Na opinião do especialista, a população do Reino Unido não está "entusiasmada" com a operação dos EUA e Israel contra o Irã, os britânicos já estão cansados do crescimento dos gastos com defesa e dos problemas socioeconômicos.
"Na verdade, as razões políticas internas são, em grande parte, para [o primeiro-ministro britânico] Keir Starmer, para o seu governo", disse Voitolovsky.
Além disso, como observou o especialista, o Reino Unido é muito dependente das flutuações no mercado mundial de petróleo, e por isso o aumento dos preços do petróleo significa um aumento no preço da gasolina, dos fertilizantes e um aumento no custo da eletricidade para as famílias britânicas.
Em seguida, haverá um aumento nos preços ao consumidor, prevê o especialista.
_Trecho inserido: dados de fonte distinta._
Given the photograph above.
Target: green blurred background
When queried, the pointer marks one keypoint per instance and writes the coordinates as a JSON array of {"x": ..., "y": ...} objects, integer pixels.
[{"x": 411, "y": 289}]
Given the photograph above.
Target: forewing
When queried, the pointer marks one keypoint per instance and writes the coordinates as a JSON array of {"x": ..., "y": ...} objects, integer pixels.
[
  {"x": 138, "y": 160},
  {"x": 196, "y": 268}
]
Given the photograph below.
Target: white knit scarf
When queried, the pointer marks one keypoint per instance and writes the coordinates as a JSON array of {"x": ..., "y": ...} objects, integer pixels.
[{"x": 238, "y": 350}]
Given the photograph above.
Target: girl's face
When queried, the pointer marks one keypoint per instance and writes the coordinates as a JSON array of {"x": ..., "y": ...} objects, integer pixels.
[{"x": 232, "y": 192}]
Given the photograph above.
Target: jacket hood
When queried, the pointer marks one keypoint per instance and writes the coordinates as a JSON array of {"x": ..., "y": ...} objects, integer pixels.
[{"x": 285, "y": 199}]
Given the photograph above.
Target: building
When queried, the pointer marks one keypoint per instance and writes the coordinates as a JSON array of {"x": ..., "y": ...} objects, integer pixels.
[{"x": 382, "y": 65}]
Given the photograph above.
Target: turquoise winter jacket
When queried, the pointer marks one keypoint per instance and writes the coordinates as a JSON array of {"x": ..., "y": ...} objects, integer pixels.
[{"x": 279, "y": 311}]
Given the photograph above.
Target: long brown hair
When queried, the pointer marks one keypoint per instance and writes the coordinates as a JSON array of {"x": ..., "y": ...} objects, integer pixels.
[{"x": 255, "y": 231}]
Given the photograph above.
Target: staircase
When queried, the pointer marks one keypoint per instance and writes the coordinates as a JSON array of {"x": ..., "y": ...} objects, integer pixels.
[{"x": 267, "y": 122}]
É por isso que, segundo Voitolovsky, o governo britânico não presta ajuda aos Estados Unidos e não se envolve no conflito contra o Irã.
Nesta quinta-feira (27), o jornal britânico The Times, citando fontes, afirmou que no Reino Unido, em meados de abril, pode começar a ter falta de diesel em meio à escalada em torno do Irã, e acrescentou que alguns pequenos postos de gasolina já enfrentaram dificuldades na compra de diesel de atacadistas.
Anteriormente, depois de estudar os dados dos relatórios semanais do Ministério da Energia britânico, a Sputnik calculou que a gasolina no Reino Unido subiu mais de 9% desde o início do conflito no Oriente Médio e o preço do diesel aumentou mais de 17%.